Monday, September 14, 2009

Keeping the real health reform focus

Did you catch President Obama’s speech to Congress on health care reform last week? He gave an accurate summary of the problems people have in getting, keeping and affording insurance. He even mentioned that medical costs will swamp the federal budget. But he didn’t talk much about how to curb those costs, especially once everybody gets coverage.

And I was disappointed that when he reeled off the list of groups who were on board with reform, he left out health plans. That’s such a bummer because they were the first ones to the table, offering to reform their industry to get rid of the practices that people complain about: pre-existing conditions that prevent coverage or payment of claims.

All the insurer reforms the president mentioned were offered by the industry itself, yet he left the impression these changes are being “done to” the one part of the system that volunteered for reform.

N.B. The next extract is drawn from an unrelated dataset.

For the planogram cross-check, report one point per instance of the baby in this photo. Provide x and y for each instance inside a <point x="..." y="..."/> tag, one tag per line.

I get it from the letters to the editor that some people think the only reform that matters is offering government insurance and/or getting rid of private insurance. But no matter what kind of coverage method we have, it’s really important to fix the whole system, not just who signs the check.

Here’s the deal: 87 cents of our health care dollar goes to doctors, hospitals, pharmaceuticals and other health care goods and services. That’s $8000 a year for each of us. Experts say maybe a third of that is wasted. That’s scary and reform has to fix that, too. So, where’s it going?
In a system of “disease care” 75 cents of each health care dollar goes to preventable chronic conditions
We use a lot of treatment that may not improve care and may expose us to risk: MRIs, CTs, etc
Quality issues can curb costs but they aren’t widely implemented, even simple ones like checklists, that reduce hospital-borne infections.
Doctors and hospitals are paid based on procedures, not better health; only last year, Medicare quit paying for “never” events like cutting off the wrong limb
Fraud takes tens of billions a year, a low estimate is 3% of all our health care dollars, from a variety of schemes: dummy companies getting Medicare funds for phantom equipment to unnecessary medical treatment.
Dollars wasted by duplication and uncoordinated care could be recovered with wide use of electronic medical records to put patient information in doctors’ hands.

Getting everybody covered is easy. Curbing costs so our country can afford it is hard. I don’t know about you, but I want to see health care reform accomplish both of these.